Most previous studies that focused on ASD have not included a comparison group or relied on only one related comparison group (e.g., children with intellectual disabilities). We wanted to understand the incremental impact from a broader perspective, so we chose to include a comparison group with a common chronic physical health condition, asthma, and a group of children from the general pediatric population.

Most studies of the cost of ASD and other health conditions (e.g., cancer) have focused on costs to families related to the health care system, such as co-payments for services [3, 4, 17]. Yet many costs incurred by families happen outside of the health care system. Few studies have focused primarily on family costs, and those that have did not consider the broad array of costs that families might experience, such as costs of time spent in managing a child’s health and health care needs. Our study addresses these limitations by focusing on a broad array of costs that families incur.
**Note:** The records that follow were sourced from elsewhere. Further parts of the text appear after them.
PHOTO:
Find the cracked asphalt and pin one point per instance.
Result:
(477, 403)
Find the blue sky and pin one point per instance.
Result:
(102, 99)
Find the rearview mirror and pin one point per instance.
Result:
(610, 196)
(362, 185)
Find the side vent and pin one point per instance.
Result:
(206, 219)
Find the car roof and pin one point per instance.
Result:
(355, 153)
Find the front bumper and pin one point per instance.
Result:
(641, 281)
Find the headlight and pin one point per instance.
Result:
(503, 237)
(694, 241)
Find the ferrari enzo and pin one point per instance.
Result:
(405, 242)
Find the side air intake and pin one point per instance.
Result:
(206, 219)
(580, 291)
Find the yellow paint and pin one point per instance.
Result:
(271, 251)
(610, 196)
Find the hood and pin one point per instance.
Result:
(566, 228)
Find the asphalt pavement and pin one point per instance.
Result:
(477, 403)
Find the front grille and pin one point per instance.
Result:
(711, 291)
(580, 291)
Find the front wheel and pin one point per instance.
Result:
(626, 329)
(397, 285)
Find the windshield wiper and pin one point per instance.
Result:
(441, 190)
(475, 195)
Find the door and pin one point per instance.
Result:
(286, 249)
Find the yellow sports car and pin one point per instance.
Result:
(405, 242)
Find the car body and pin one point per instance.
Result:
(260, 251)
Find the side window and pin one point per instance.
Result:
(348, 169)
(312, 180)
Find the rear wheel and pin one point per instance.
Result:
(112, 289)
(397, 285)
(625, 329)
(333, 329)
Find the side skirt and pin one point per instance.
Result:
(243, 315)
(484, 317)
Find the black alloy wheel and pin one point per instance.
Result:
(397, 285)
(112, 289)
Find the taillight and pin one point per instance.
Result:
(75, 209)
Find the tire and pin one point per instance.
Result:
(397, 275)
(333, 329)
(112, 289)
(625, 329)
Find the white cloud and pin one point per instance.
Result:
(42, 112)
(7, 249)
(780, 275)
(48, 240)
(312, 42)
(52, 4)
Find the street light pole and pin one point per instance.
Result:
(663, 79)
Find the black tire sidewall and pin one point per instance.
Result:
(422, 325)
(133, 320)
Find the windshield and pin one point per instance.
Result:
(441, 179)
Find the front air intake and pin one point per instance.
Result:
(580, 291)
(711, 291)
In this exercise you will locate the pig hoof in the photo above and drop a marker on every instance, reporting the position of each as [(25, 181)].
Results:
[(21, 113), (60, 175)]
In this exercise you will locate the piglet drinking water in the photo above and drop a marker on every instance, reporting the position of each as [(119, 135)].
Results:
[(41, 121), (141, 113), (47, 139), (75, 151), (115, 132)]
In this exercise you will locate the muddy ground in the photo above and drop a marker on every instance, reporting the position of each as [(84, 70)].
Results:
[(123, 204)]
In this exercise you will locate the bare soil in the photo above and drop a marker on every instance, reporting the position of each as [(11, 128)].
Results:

The r-Kids study has several limitations. The study recruited participants from health care systems in five different states, but the sample may not be generalizable beyond these populations. The vast majority of children had health insurance, recent engagement with a usual source of care, and were reachable by phone and/or email, which may have excluded some families without these resources. The nature of the electronic survey may have also selected for somewhat more educated participants with better access to electronics. Our response rate of 26% is reasonable for an online survey format [37,38,39]; however, r-Kids participants may have differed from the underlying population from which the sample was recruited. We explored this with available data and found some differences between respondents and non-respondents, but the differences were small. Finally, we used an observational design and therefore cannot demonstrate causation. In addition, we have limited data on ASD phenotype beyond symptom severity, such as IQ and language level.

Conclusions

With more than 1400 families from diverse sociodemographic backgrounds participating in the r-Kids study, and the use of the FEII, we collected comprehensive data on the economic burdens to families associated with caring for a child’s health. In future publications that will report empirical estimates of each outcome in our conceptual framework, we hope to provide much-needed context by comparing the incremental economic cost differences for families caring for a child with a CHC above and beyond caring for a child without these types of conditions. The analysis of employment impacts for families of children with ASD compared to families of children with asthma and families of children with neither condition has been published [40]. Future reports will examine the financial costs, time costs, the impact of employer policies, as well as examine the role of race and ethnicity, on the economic burden experienced by families. The direct experience of the family is a critical and often neglected perspective. Improving our understanding of the economic impact of different child chronic health conditions on families is crucial to the development of more effective and equitable policies.